Expression of NE requirements of pigs and poultry

Energy requirements of pigs and poultry can either be expressed on the energy concentration of diets or, when animals are not fed ad libitum, on the daily supply of energy according to body weight, genotype, and stage of production. In the past, energy requirements for pigs were expressed on DE or ME basis and for poultry on ME basis. For a total of 61 diets fed to growing pigs, Noblet et al. (1994a) reported an average NE/ME ratio of 74% (and 71% for NE/DE), which also corresponds to the NE/ME ratio of a standard cereal-soybean meal diet. These authors proposed to move the DE and ME recommendations to NE recommendations by multiplying them by 0.71 and 0.74, respectively. Similarly, in broilers and based on a high number of diets, Carré et al. (2014) and Wu et al. (2019) obtained NE/AME and NE/AMEn ratios averaging 75% and 79%, respectively. As in pigs, the NE recommendations for poultry can then be obtained as AME or AMEn recommendations multiplied by 0.75 or 0.79, respectively. Finally, a slightly compromised method may involve calculating the NE/DE or NE/ME of each conventional diet adapted to each stage of production and breed and defining the NE recommendation for this diet for all other potential diets used at each stage. As described above, the NE values of diets obtained in adult sows and the NE values of the same diets as calculated from the equations obtained in growing pigs are ranked similarly (Noblet et al., 1993b).
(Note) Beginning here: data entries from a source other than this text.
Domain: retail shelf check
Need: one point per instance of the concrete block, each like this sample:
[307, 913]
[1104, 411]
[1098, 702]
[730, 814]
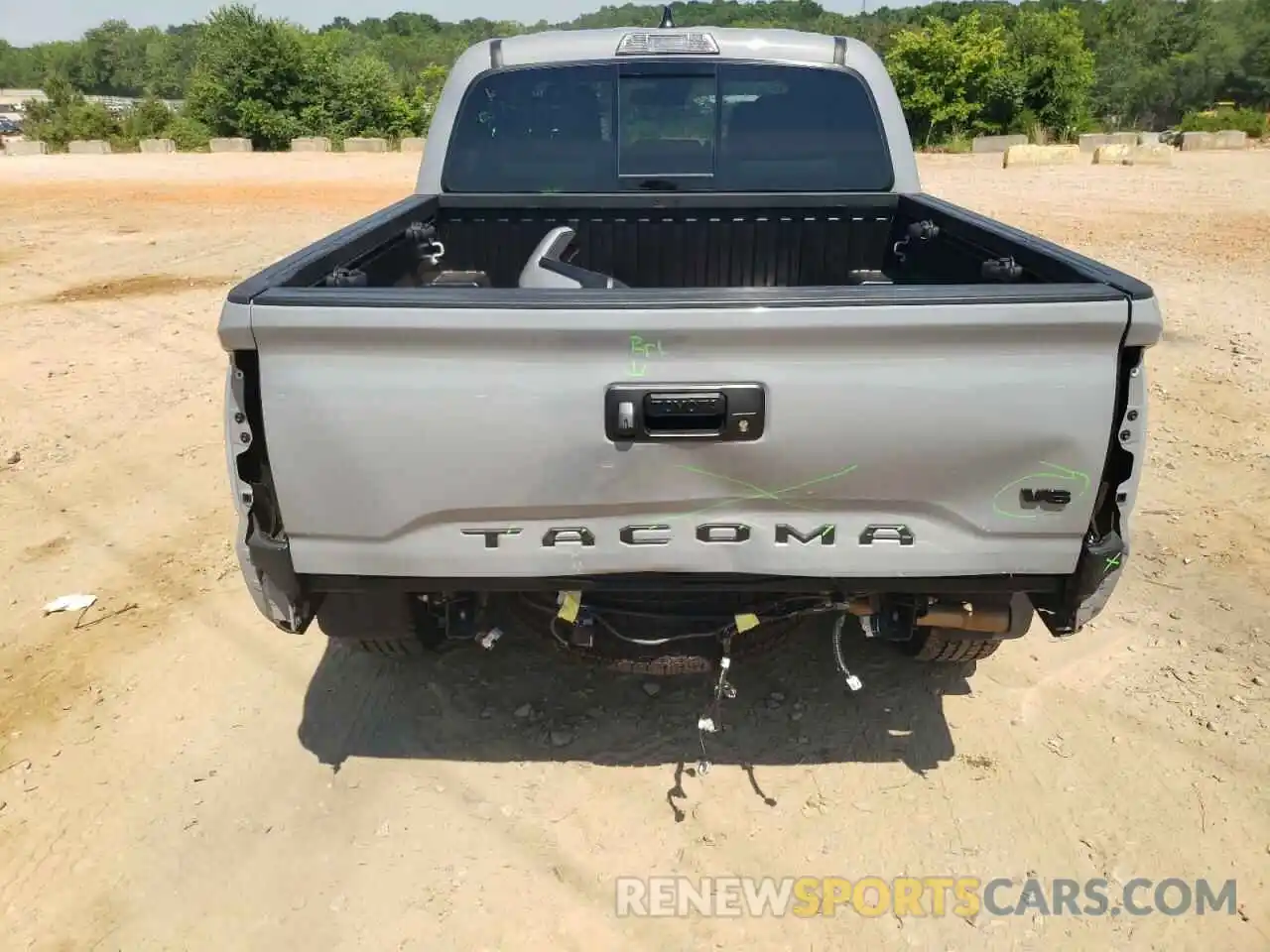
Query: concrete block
[1198, 141]
[230, 145]
[1040, 155]
[1112, 155]
[87, 146]
[1133, 155]
[985, 145]
[366, 145]
[24, 146]
[1230, 139]
[1156, 154]
[1091, 141]
[310, 144]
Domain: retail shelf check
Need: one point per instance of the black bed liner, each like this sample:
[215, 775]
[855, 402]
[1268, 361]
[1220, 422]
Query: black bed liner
[676, 248]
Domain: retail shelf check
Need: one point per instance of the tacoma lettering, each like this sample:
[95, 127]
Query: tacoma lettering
[708, 534]
[826, 534]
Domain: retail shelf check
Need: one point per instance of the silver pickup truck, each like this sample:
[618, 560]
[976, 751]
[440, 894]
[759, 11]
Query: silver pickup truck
[667, 352]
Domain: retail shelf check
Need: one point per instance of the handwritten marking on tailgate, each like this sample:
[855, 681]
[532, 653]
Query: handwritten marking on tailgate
[1043, 499]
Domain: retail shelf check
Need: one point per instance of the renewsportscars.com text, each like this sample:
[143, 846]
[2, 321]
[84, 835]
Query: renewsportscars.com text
[919, 896]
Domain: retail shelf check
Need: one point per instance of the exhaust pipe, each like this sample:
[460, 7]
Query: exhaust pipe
[996, 620]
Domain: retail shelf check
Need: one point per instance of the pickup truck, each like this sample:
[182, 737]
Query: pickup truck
[670, 352]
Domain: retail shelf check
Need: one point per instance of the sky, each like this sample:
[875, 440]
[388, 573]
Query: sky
[26, 22]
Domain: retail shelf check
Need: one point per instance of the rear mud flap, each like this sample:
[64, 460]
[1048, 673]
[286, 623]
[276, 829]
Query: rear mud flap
[263, 556]
[1105, 549]
[1088, 588]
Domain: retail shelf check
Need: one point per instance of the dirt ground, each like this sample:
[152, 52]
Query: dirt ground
[177, 774]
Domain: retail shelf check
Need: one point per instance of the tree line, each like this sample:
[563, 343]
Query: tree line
[1044, 67]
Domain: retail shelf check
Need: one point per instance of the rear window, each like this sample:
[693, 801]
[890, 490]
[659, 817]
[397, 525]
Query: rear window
[691, 126]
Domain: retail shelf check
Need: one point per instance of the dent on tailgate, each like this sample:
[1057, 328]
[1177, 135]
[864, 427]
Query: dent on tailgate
[975, 431]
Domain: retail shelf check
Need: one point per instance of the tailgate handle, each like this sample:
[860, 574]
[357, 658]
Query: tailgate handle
[683, 412]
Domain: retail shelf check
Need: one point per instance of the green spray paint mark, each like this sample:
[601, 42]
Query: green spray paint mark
[642, 350]
[760, 493]
[1053, 472]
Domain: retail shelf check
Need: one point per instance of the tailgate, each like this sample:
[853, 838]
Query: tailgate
[931, 439]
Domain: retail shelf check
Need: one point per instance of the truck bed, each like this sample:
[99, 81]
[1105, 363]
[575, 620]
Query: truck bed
[688, 241]
[948, 436]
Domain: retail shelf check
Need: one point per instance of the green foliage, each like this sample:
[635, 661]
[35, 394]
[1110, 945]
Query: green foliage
[189, 134]
[952, 76]
[1248, 121]
[1051, 67]
[250, 77]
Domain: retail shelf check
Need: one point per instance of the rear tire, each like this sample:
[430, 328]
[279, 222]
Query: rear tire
[938, 647]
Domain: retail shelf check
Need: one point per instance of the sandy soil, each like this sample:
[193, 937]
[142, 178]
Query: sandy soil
[175, 774]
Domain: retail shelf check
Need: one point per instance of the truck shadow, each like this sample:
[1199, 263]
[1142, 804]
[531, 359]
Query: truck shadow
[522, 701]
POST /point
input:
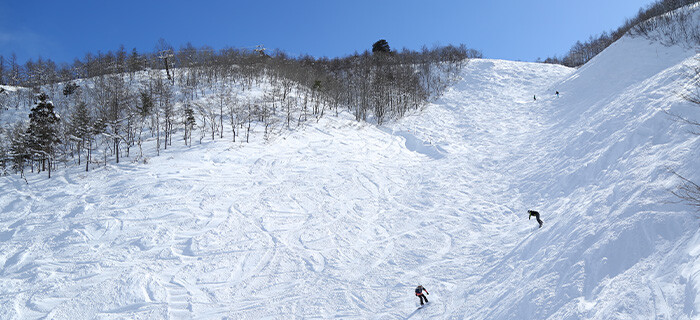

A comparable conclusion is drawn for growing pigs weighing either 50 or 100 or 100 kg with no effect of BW on the ranking of diets (Noblet et al., 1994b). With a similar approach, Barzegar et al. (2019b) confirmed that broilers and laying hens use ME for NE quite similarly. These findings suggest that first, only one set of NE prediction equations, even though it was obtained initially in growing pigs at a specific stage of their growth, can be used in pigs at all stages of production and, second, the NE requirements can also be calculated as DE or ME requirements multiplied by 0.71 or 0.74 for all stages of production. In the case of poultry and, at least for broilers and laying hens, the rules for broilers can be applied to laying hens.

Conclusion

This review illustrates that the estimate of representative and reliable energy values of either complete feeds or ingredients for pigs and poultry requires accurate methods, although it may become more complex as feed energy evaluation moves from the DE or ME system to an NE system. However, even for DE or ME, there is a compelling need for standardization in the measurement protocol, the concepts and calculations to obtain comparable and reliable energy values applicable to modern production settings. For instance, it is suggested to standardize ME values to an N retention level close to what is observed in fast-growing animals fed continuously lowered dietary crude protein levels and associated higher proportions of dietary N that is retained in the body or exported in eggs or milk. The measurement of NE is rather complex and requires specific equipment and expertise. However, an NE system based on a validated prediction equation can be easily implemented from DE or ME values of feeds without the need for any further sophisticated measurement of NE values. This situation facilitates to a high extent the use of NE systems in both pig and poultry. Finally, it should be stressed that NE has a greater ability to differentiate feeds than DE or ME according to their true energy value and the actual response of the animals. As widely done in the pig sector, NE should be implemented in poultry with potential important and imminent improvements in accuracy of their nutrition and profitability of the sector.

Author contributions

Jean Noblet: conceptualization, data curation, drafting manuscript; Shu-Biao Wu: critical review of the manuscript; Mingan Choct: critical review of the manuscript.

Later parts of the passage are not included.